How Your Semantic Layer Strategy Sets Self-Service Up for Success
Centralized data is a prerequisite for self-service solutions in the modern data landscape. Access to data is a significant barrier to delivering data products. Most users don’t have data engineering capabilities. When data is scattered across the business, building access to it is time-consuming. That’s because there are inconsistencies between datasets, and it’s challenging to know what’s available.Data mesh architecture is also essential to facilitate scaling data analytics and self-service across the business. In order enable a self-service architecture, data should be centralized. Meanwhile, access and tools should be decentralized. Each organization should have the flexibility to build data products with enough customization to meet granular needs. Without the data mesh architecture, enterprises are left with one size fits all deployments, which reduce the effectiveness of self-service tools. That architecture is a critical part of keeping solutions development close to user needs.
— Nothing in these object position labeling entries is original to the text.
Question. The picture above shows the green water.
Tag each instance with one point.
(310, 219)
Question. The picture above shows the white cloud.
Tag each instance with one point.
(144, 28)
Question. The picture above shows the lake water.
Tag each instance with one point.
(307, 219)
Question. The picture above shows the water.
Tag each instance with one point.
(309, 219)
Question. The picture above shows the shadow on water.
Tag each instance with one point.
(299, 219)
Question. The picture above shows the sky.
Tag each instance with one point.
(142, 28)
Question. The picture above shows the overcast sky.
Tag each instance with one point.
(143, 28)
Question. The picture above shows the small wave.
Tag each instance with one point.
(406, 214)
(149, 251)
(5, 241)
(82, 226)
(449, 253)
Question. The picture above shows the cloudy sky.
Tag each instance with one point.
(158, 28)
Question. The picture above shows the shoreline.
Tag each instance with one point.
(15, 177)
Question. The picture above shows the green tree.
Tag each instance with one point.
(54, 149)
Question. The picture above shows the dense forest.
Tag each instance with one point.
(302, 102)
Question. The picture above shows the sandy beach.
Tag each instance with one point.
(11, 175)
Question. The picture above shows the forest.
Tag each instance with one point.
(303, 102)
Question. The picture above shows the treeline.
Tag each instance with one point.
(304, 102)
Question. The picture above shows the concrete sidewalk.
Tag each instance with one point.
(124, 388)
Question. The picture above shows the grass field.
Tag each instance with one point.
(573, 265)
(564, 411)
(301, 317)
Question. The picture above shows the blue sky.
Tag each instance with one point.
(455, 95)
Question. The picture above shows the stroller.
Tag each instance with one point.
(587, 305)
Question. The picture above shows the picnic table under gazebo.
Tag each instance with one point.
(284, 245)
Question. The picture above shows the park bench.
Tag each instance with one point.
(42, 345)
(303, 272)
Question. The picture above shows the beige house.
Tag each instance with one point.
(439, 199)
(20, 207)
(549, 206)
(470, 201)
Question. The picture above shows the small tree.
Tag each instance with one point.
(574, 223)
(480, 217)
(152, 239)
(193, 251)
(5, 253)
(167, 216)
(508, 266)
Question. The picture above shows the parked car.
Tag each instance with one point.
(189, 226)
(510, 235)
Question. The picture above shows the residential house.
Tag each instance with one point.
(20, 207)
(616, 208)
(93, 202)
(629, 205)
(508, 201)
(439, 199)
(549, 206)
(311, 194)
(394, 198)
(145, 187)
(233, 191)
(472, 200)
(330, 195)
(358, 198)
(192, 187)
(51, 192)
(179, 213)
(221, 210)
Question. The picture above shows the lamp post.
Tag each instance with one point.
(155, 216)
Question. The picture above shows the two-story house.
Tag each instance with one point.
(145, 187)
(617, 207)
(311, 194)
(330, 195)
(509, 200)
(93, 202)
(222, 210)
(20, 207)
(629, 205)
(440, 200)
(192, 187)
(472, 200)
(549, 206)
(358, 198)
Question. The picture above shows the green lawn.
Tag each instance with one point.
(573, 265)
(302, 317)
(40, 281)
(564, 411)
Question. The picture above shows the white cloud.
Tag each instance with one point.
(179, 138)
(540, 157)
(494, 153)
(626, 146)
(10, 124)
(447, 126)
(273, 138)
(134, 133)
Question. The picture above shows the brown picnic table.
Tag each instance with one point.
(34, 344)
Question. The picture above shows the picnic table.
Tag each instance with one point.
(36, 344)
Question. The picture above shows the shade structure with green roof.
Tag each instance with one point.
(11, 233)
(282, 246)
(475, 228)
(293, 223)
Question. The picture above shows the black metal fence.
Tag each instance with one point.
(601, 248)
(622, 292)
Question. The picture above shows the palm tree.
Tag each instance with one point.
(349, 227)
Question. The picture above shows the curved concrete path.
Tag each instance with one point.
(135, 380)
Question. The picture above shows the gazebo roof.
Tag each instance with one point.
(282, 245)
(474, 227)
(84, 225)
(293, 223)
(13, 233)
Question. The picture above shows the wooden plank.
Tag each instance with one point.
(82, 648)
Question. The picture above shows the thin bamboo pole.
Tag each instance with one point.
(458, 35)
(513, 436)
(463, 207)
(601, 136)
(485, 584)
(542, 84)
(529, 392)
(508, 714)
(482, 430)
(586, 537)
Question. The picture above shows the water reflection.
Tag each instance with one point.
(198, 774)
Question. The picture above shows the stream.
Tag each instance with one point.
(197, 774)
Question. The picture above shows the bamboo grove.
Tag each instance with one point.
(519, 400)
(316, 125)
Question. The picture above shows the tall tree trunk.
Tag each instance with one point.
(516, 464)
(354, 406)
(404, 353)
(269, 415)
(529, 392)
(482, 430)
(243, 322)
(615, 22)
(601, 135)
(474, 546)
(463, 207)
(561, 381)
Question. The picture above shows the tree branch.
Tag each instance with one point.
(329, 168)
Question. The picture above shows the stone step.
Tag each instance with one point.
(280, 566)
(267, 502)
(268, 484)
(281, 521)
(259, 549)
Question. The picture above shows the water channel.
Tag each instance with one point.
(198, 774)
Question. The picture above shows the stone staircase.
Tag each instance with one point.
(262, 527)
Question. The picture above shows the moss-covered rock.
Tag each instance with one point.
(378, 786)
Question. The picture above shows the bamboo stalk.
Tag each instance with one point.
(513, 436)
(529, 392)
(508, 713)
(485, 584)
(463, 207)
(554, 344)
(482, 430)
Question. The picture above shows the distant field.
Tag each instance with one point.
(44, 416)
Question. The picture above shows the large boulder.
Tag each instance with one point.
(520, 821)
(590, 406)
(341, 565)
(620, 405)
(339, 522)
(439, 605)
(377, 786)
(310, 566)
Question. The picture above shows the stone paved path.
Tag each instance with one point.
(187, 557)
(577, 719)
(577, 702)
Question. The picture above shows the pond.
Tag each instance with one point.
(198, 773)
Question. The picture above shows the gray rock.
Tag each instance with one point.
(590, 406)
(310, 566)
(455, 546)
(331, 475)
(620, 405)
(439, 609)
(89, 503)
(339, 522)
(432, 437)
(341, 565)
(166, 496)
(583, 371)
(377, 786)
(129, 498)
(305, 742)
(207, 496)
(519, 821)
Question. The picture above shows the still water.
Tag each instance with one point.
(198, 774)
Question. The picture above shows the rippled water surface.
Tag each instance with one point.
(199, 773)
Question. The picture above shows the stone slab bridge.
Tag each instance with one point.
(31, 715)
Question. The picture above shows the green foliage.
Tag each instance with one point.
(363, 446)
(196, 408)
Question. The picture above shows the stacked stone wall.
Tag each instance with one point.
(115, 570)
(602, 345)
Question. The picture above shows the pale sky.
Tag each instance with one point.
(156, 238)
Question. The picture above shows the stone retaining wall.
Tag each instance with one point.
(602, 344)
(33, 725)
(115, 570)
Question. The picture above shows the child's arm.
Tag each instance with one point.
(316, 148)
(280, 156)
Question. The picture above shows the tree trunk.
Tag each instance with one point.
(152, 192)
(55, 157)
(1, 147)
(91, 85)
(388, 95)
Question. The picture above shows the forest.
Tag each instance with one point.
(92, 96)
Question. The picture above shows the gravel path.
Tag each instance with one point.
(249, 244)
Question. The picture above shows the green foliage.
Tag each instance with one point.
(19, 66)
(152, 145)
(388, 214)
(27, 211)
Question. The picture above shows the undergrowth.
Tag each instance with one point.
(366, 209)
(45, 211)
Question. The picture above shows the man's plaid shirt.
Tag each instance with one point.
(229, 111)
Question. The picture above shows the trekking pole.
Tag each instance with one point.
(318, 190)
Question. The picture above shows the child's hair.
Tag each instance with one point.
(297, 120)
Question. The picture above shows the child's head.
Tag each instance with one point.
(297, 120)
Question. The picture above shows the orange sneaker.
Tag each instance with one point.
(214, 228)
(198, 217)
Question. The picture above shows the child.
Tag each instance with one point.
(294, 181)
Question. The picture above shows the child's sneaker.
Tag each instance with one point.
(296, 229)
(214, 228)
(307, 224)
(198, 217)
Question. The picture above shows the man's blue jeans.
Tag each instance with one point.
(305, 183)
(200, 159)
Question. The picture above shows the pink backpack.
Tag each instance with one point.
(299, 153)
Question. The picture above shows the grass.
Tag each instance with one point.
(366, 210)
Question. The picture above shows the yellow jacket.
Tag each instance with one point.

How Governance Comes Into Play
Standard data governance and quality practices are other prerequisites. Low-quality data sabotage data products. Remember this key phrase: Garbage in, garbage out. If users cannot rely on the data, there’s no point in using it to build data products. Security, regulatory compliance, and privacy must also be managed and standardized.
Training and Continuous Learning
Data literacy training is essential to enhancing data accessibility and time-to-insights. Front-line workers can succeed as data product developers and don’t need full-blown data science capabilities. However, there are still pitfalls to avoid and best practices to implement.
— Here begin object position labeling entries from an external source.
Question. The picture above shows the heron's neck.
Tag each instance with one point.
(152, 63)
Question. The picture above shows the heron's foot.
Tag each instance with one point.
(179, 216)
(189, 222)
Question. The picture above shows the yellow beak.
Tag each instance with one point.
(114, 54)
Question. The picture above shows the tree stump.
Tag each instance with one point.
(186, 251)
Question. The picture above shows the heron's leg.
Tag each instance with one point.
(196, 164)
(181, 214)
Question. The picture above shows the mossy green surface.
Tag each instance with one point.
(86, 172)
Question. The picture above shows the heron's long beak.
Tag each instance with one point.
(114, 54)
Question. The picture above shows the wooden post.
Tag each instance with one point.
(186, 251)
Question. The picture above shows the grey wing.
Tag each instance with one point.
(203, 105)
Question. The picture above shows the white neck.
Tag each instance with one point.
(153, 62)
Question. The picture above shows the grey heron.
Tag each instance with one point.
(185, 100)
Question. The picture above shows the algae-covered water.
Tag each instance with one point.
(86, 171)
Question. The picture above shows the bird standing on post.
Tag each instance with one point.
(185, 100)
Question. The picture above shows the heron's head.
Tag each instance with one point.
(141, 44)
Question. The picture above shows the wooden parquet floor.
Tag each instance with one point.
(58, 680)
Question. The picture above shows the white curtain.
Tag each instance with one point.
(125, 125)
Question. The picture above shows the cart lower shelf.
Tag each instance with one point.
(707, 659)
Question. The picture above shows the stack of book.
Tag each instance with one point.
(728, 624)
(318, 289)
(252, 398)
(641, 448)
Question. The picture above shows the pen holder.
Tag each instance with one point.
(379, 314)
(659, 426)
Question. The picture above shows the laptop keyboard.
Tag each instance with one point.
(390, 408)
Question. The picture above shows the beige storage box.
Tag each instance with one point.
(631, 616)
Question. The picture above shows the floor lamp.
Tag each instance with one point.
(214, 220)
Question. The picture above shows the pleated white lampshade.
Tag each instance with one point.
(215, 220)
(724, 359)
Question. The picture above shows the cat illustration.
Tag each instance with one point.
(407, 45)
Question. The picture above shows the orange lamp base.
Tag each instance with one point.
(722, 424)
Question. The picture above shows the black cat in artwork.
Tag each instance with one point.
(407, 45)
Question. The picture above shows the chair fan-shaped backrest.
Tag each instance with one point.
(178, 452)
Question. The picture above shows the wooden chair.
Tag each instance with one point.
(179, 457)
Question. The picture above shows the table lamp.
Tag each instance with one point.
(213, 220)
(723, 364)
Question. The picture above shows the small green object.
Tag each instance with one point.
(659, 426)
It’s critical that organizations learn how to define data product reliability requirements and develop solutions to meet theml. Data can be overextended so learning about limitations is important. That’s because data can give people the illusion of certainty. Data literacy training prevents those illusions from both happening and exacerbating.
Data literacy training should also focus on the tools. When selecting self-service tools, the learning curve should be a consideration. How long does it take to train basic and super users? Tools should make workflows simpler, not more complex. Front-line users are not primarily data product developers. Selecting a tool that is intuitive, focused on usability, and full-featured (like a semantic layer) is a critical success factor here.
How Should Users Be Supported?
Self-service requires company-wide support. It is vital to have a data analyst or data scientist available for each business unit. While they won’t be involved in solutions development, they will play a critical role in developing high-quality data products.
That role begins with a use case review. Some data products require higher reliability methods to implement. Having a data professional review each one will catch the small number that do need more intensive attention so users don’t overextend their data and self-service tools.
Then, the data professional should review the approach and solution. The review and approval process helps extend data literacy training. When the methods and solution are not sound, or there is room for improvement, it’s a teachable moment. Reviews prevent a faulty solution from being deployed, and the data professional can use them to teach the user how to improve.
Developing data products with self-service solutions is a partnership between the data team and front-line workers. Decentralizing solutions development speeds up time to insights and frees the data team to take on high-value, complex initiatives. Centralized data, data mesh architecture, intuitive self-service tools, and data literacy are critical strategies to building data products that make your organization soar above the rest.